Il tema è in effetti una “tradizione” della ricerca medica in Australia da almeno vent’anni. E nel 2013, alla Macquarie University di Sidney, è emersa una correlazione tra la sovrapproduzione di una piccola neurotossina, detta “acido quinolinico”, con il comportamento suicida.

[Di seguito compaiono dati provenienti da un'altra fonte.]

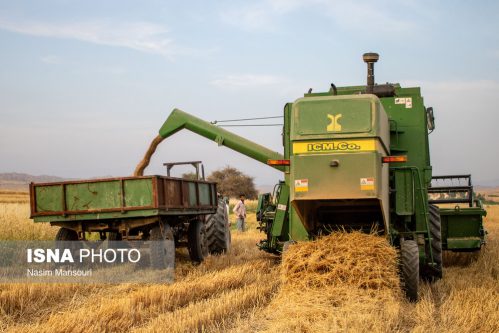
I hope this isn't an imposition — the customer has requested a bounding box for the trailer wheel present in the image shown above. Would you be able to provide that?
[400,240,419,302]
[187,219,208,263]
[107,231,123,241]
[428,205,442,279]
[150,222,175,269]
[55,227,78,241]
[206,200,231,254]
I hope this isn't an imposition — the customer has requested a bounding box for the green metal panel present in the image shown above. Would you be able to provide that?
[290,152,382,201]
[440,207,485,250]
[271,185,289,237]
[289,206,310,241]
[394,169,415,216]
[66,181,121,211]
[188,183,197,206]
[294,97,371,136]
[35,185,64,212]
[199,183,211,206]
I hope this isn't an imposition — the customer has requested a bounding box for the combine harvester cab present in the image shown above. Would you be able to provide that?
[428,175,487,252]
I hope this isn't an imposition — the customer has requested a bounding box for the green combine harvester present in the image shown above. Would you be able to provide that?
[32,53,486,300]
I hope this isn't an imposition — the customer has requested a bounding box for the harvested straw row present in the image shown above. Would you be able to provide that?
[236,232,402,332]
[138,277,278,332]
[281,232,399,290]
[11,261,271,332]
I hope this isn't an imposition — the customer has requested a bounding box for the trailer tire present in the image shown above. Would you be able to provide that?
[55,227,78,241]
[206,200,232,254]
[107,231,123,242]
[400,240,419,302]
[428,205,442,280]
[150,222,175,269]
[187,219,208,263]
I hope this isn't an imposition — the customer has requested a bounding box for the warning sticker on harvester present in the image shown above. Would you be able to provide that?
[295,179,308,192]
[360,178,374,191]
[395,97,412,109]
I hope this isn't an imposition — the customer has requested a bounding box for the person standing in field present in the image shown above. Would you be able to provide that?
[232,194,246,231]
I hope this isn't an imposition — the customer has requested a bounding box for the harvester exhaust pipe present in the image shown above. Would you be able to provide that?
[362,52,379,94]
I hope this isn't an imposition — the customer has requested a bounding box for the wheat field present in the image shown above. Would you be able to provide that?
[0,189,499,332]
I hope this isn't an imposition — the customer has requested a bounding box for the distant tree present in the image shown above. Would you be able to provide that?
[182,172,198,180]
[208,166,258,199]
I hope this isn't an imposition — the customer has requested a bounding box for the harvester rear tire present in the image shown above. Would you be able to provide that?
[400,240,419,302]
[149,222,175,269]
[55,227,78,241]
[428,205,442,280]
[187,219,208,263]
[206,200,232,254]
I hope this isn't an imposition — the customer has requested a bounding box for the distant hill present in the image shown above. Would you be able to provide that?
[0,172,67,191]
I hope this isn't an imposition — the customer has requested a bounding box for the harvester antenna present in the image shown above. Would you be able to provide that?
[218,124,283,127]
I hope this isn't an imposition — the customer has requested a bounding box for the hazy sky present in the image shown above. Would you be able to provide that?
[0,0,499,184]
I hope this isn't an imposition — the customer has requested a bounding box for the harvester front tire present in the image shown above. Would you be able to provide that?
[149,222,175,269]
[206,200,231,254]
[55,227,78,241]
[428,205,442,279]
[400,240,419,302]
[187,219,208,263]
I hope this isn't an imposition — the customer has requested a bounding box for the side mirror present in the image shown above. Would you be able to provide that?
[426,107,435,133]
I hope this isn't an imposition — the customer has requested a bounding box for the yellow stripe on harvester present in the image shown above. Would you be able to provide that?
[293,139,376,154]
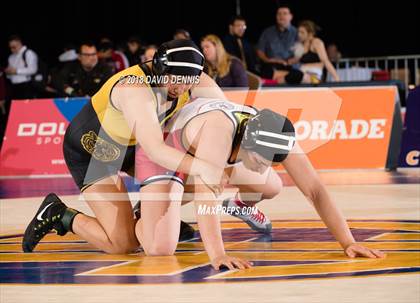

La scoperta ha destato interesse in ambito internazionale, tanto da aprire a una collaborazione con un centro di ricerca svedese (il Karolinska Institutet) e uno statunitense (il Van Andel Research Institute). Da tale simposio è uscito un risultato ulteriore, e cioè l’identificazione di un enzima (l’Acmsd), la cui carenza è risultata ridurre la produzione di un’altra tossina associata ai medesimi effetti, l’“acido picolinico”.

Non sarebbero novità da poco, in quanto aprirebbero, a detta degli scienziati, a nuove direzioni la ricerca sugli antidepressivi. “Questi hanno solitamente un effetto limitato – spiega il neuroscienziato Gilles Guillemin, responsabile della ricerca – perché hanno come target solo la “seratonina” (che agisce su un senso ‘percepito’ di ‘benessere’. NdR), mentre ignorano l’altro ramo del “triptofano” associato alle infiammazioni”.

Il senso di fondo, tradotto per i non addetti ai lavori, sta nell’importanza cruciale, fin qui sottovalutata, dei processi infiammatori. “È oramai noto che le persone che tentano il suicidio hanno generalmente marker di infiammazione cronica nel sangue e nel fluido spinale”, spiega Guillemin, perorando la formulazione di esami del sangue orientati a individuarli. Sul “suicidio” esistono perfino trattati filosofici, ma quel che emerge dalla scienza contemporanea è l’incidenza rilevante del nostro stato di salute. Che inciderebbe, oltre che sulle tendenze a togliersi la vita, anche su quelle, importanti e curabili, alla depressione e alle malattie neurogenerative.